SEATTLE — The Synod of Alaska-Northwest reestablished an old tradition by holding its annual assembly this summer at Whitworth University in Spokane, WA. The meeting was held in conjunction with the 34th annual Whitworth Institute of Ministry.

A sizable portion of the meeting was given over to task forces of the synod, established to consider ministry ideas that have been bubbling up around the synod around the issues of program grants, leadership development, communication, rural and remote ministries, and veterans’ ministries.

The Synod Council had allocated $230,000 of restricted funds from previous program efforts and endowment accounts to begin to be allocated by the Grants Task Force.

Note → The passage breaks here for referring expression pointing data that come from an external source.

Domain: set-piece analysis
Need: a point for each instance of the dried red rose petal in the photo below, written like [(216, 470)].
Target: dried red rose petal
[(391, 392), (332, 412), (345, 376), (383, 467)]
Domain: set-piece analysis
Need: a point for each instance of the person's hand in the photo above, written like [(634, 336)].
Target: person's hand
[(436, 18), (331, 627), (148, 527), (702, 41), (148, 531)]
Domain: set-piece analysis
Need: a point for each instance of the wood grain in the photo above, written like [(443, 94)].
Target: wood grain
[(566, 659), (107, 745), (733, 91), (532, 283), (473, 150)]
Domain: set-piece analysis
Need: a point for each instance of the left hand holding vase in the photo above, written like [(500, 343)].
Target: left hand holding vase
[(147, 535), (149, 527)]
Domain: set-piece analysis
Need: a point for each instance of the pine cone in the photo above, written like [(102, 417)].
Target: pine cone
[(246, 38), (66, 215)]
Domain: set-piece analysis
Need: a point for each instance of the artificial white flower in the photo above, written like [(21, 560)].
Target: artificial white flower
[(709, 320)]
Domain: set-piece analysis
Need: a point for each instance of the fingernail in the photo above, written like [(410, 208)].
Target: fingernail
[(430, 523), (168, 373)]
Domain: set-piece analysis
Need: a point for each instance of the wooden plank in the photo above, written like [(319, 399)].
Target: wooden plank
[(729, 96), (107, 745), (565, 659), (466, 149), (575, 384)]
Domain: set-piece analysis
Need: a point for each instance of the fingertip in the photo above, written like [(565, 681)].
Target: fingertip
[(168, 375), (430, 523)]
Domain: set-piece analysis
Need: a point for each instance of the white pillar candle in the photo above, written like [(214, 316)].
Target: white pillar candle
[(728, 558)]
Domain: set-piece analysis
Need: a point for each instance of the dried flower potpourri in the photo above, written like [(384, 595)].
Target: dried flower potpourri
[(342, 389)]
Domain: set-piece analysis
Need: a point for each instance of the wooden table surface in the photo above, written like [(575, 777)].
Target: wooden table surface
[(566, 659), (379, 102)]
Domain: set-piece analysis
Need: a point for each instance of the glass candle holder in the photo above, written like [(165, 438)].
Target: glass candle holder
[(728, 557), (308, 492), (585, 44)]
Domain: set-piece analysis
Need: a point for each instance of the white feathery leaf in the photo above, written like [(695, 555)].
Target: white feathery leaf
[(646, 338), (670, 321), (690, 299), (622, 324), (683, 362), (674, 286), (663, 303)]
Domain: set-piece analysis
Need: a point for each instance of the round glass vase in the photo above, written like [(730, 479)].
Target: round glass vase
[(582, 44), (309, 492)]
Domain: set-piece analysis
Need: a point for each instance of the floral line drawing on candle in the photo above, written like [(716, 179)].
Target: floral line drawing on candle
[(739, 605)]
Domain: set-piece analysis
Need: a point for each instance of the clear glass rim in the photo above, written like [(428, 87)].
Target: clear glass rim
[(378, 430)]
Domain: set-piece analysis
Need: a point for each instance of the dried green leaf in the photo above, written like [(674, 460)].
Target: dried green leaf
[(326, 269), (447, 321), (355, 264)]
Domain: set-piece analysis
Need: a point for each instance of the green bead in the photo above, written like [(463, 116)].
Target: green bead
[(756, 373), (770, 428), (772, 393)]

Eleven grant applications were received prior to the meeting and the Task Force was able to allocate $64,670.35 to support congregations and ministries on the front lines.

After hearing from Whitworthians Tim Dolan and President Bill Robinson, the synod’s Leadership Task Force challenged the assembly to move from a delegated assembly to a non-delegated “synod school” to partner with presbyteries to work on leadership development.

The Communications Task Force took a tour of Whitworth’s computer servers, which provide web hosting, email, and a church database program for the synod’s member congregations and presbyteries. The Task Force developed a working plan to share these amazing technical resources with presbyteries across the Synod.

The Rural/Remote Ministries Task Force spent time with the Rev. King Rockhill, a United Methodist minister and founder of the Rural Resource Network, The task force examined current programs and strategized about how the synod can better serve its myriad small and remote congregations.

The Veteran’s Task Force — comprised entirely of veterans and military personnel in active service — met with Presbyterian military chaplains George Meister and Tim Loney. They discussed the need for training for congregations who wish to minister with military families and a certificate program that designates trained congregations as “military friendly.”  

Participants visited the Latah Valley New Church Development, the pride of Inland Northwest Presbytery.  

ALLENTOWN, Pa. — The Helping Hands Care Team of Lehigh Presbytery has scheduled two more trips to the Missippi gulf coast to continue the rebuilding of the region after Hurricane Katrina.

The trips are scheduled for Oct. 24-Nov. 1 and Oct. 31-Nov. 8.

The groups will stay at Long Beach (MS) Presbyterian Church and work on rebuilding homes in the area.

HOUSTON — The Committee on Ministry of New Covenant Presbytery has convened an Action-Learning Team (ALT) to brainstorm new ways of strengthening the presbytery’s congregations.

Churches will be given evaluative tools to use periodically so they can step back from the day-to-day “to see if they are heading for success or heading for the proverbial ditch.”

Some ideas already being considered are church-to-church assistance rather than all resources coming from the presbytery center; greater use of telecommunications technology; gathering and sharing “best practices”; cluster-wide gatherings and sharing of resources; building peer support for clerks of session, treasurers, Christian education leaders, music leaders, etc; and applying new church development techniques to redevelopment ministries.